Barnardo’s is launching a new pilot project to give extra support to Jersey’s most vulnerable young adults.
It is looking for local families who can provide a stable home environment for 18 to 21 year olds who have left care or who are living in unsuitable accommodation.
The charity is hoping to initially recruit four host families for six months.
Barnardo’s runs Thomas House residential home for care-leavers to provide a ‘stepping-stone’ towards independent living. It now wants to create ‘supported lodgings’ in the local community.
The project has been funded by a £96,000 donation from the Philip Gower Charitable Foundation and is based on similar services in the UK.

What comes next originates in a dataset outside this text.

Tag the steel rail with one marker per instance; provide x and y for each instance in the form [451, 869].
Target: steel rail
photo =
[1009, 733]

Host families will offer their young lodger practical and emotional support and life skills such as cooking, shopping, budgeting, laundry and housework. They will receive weekly payments and ongoing support, supervision and training.
“Care-leavers are one of the most vulnerable groups in society and often begin adult life at a huge disadvantage compared to most of their peers. Their own parents may have been unable to support them and they can be in desperate need of an emotional connection to others.

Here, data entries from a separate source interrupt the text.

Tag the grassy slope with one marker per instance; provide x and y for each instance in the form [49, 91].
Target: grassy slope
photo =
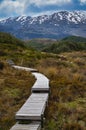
[67, 104]
[68, 44]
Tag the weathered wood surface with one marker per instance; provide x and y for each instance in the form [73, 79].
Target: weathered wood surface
[34, 107]
[10, 62]
[25, 68]
[32, 126]
[41, 84]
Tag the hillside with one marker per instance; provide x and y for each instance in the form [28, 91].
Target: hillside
[67, 103]
[39, 44]
[67, 44]
[54, 26]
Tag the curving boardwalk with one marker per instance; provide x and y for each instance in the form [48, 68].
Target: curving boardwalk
[34, 107]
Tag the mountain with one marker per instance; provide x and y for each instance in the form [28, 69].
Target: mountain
[39, 44]
[67, 44]
[54, 26]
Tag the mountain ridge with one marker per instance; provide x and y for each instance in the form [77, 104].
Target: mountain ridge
[55, 26]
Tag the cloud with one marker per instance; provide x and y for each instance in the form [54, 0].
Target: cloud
[48, 2]
[11, 7]
[18, 7]
[83, 1]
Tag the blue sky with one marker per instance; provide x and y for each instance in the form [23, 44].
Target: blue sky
[12, 8]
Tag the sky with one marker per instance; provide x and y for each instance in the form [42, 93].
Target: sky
[13, 8]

It can be a very isolating and lonely experience, and inappropriate placements increase the risks of homelessness and other problems such as substance misuse and criminal behaviour. So an additional option is needed if they’re not quite ready for independent living and having their own tenancy.
We believe supported lodgings could be part of the solution – offering the benefits of a family environment to develop their confidence and capability at a gradual and manageable pace.” – Sammy Price, Barnardo’s.
Single people, couples and families can all be considered and it doesn’t matter if they’re in full-time or part-time employment, or unemployed.
“Even the simplest things – such as returning home and being asked if you’ve had a good day – can mean so much to a young person who is alone and unsure of their place in the world. They just need to know they have someone to turn to, someone who will look out for them.
The right support at the right time, as they transition into adulthood and independence, can provide them with everything they need to become successful young adults.”
James (not his real name) was placed in Thomas House at the age of 17 following spells in foster care, secure accommodation and a care home.
He admits he was ‘off the rails’, suffering from anger-management issues and involved in anti-social behaviour.
Now 20, he says the semi-independent accommodation and support offered by Barnardo’s has changed him in every way.
“It’s made me more confident and competent too. I do so much more for myself, and I am living much more healthily too. I cook my meals from scratch and include plenty of fresh ingredients and vegetables.
I feel sharper and more focused, It’s been really good for me.
I still get low spells, and I still get annoyed at times, but I finally feel that I am closer to being happy. It has been a very long time but I can finally see light at the end of the tunnel.”